Dec. 22 (Bloomberg) -- Hong Kong businessman Dino Sadhwani spends HK$10,000 ($1,290) on a typical, twice-a-week night of dining and partying at the city’s top-end restaurants and clubs. That’s after some belt tightening.
Before the global financial crisis cut the value of his stocks portfolio by 40 percent and reduced his company’s projected sale of hammers and drill bits to the U.S., Sadhwani, 25, would spend up to a third more at exclusive joints like Zuma and China Club. He is also taking one vacation this year, instead of the usual four.

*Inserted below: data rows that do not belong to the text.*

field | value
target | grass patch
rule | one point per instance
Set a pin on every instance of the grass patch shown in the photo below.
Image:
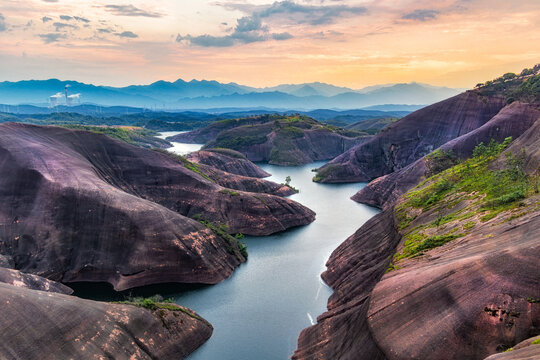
(233, 244)
(157, 302)
(489, 190)
(185, 162)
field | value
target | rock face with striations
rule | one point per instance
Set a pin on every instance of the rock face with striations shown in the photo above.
(288, 141)
(229, 161)
(477, 294)
(448, 270)
(50, 325)
(412, 137)
(353, 270)
(513, 120)
(78, 206)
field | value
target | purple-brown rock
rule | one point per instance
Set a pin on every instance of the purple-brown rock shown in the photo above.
(78, 206)
(412, 137)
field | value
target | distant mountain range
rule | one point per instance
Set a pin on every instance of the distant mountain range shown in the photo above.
(205, 94)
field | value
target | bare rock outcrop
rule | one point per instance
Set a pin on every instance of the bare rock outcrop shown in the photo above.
(78, 206)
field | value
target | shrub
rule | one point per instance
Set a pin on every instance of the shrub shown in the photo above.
(440, 160)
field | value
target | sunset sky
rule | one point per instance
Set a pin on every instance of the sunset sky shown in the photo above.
(352, 43)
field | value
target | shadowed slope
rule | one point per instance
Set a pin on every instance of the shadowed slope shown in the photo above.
(412, 137)
(78, 206)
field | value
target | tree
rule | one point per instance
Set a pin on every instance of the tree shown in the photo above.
(288, 181)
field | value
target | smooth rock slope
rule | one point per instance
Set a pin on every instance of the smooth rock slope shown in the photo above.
(77, 206)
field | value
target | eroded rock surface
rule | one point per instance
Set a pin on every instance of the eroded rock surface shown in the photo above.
(513, 120)
(78, 206)
(229, 161)
(412, 137)
(48, 325)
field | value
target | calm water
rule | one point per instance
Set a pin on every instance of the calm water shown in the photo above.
(260, 310)
(180, 148)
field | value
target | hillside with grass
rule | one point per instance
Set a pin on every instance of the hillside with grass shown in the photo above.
(132, 135)
(280, 140)
(454, 251)
(418, 134)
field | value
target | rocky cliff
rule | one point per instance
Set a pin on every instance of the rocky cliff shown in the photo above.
(279, 140)
(229, 161)
(78, 206)
(449, 269)
(40, 322)
(412, 137)
(513, 120)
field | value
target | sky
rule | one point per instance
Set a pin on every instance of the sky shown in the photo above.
(353, 43)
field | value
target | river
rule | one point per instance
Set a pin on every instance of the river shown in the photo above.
(260, 310)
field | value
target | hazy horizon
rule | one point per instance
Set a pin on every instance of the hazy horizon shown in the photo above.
(264, 43)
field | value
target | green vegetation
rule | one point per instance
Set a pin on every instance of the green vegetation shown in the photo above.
(325, 172)
(157, 302)
(288, 184)
(285, 132)
(440, 160)
(487, 182)
(499, 188)
(234, 245)
(522, 87)
(185, 162)
(130, 134)
(229, 192)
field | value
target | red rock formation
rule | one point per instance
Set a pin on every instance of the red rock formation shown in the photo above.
(354, 268)
(412, 137)
(466, 299)
(513, 120)
(229, 161)
(49, 325)
(525, 350)
(469, 295)
(78, 206)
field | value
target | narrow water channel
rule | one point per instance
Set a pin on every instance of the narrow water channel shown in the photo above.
(260, 310)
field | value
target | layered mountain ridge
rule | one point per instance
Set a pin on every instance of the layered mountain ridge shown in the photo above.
(79, 206)
(448, 269)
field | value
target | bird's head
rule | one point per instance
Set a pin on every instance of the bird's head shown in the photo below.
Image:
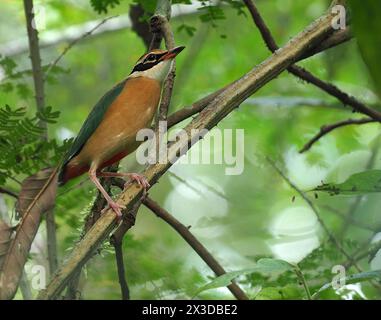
(155, 64)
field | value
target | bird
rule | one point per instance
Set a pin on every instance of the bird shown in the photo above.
(109, 132)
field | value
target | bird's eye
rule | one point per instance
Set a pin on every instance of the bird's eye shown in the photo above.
(150, 57)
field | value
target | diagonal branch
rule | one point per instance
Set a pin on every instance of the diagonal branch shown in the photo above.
(216, 111)
(328, 128)
(194, 243)
(330, 235)
(302, 73)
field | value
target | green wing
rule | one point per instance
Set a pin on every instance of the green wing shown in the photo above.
(90, 125)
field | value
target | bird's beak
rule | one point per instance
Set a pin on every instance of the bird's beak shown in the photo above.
(173, 53)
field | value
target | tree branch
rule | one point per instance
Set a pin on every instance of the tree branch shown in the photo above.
(116, 240)
(38, 80)
(194, 243)
(302, 73)
(217, 109)
(330, 235)
(324, 130)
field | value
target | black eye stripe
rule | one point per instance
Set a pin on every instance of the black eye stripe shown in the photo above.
(149, 61)
(143, 66)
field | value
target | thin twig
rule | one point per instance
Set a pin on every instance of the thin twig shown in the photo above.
(317, 214)
(184, 232)
(72, 292)
(302, 73)
(355, 205)
(302, 279)
(34, 54)
(116, 240)
(216, 111)
(74, 42)
(324, 130)
(38, 80)
(352, 220)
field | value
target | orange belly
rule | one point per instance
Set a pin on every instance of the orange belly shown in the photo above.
(115, 136)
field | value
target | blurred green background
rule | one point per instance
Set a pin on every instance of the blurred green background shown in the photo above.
(238, 218)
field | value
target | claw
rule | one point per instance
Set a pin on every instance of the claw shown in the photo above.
(140, 179)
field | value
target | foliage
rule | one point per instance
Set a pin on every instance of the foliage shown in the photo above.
(238, 218)
(22, 151)
(366, 23)
(358, 183)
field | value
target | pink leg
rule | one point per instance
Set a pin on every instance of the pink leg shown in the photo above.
(112, 204)
(139, 178)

Even with the cutbacks, the dining bill of Hong Kong’s richest 1 percent, such as Sadhwani, remains large enough to keep some of the city’s most expensive eateries going amid the recession, said Nick Debnam, KPMG’s partner in charge of consumer markets in Hong Kong.
“The chunk of the population that eats at these sorts of places once or twice a year is going to disappear,” Glenn Maguire, chief Asia-Pacific economist at Societe Generale SA in Hong Kong, said in an interview. Still, the rich are likely to keep returning to their favorites. “They may, instead of having a holiday, go out for a nice restaurant meal instead.”
Government data show Hong Kong’s restaurant receipts rose 14 percent to HK$20 billion in the three months ended Sept. 30, even as the local benchmark Hang Seng Index fell 18 percent from the preceding quarter as the effect of the U.S. slowdown spreads.
HK$16,888 A-Head Dinner
At Gaddi’s, the French restaurant at The Peninsula, about 40 guests paid HK$16,888 each for a Dec. 18 dinner to celebrate the five-star hotel’s 55th anniversary, according to a spokeswoman.
The price tag, excluding a 10 percent service charge, covered six courses, such as Atlantic blue lobster and slow- roasted venison loin. Each course was paired with a wine of the 1953 vintage, including a Chateau Margaux.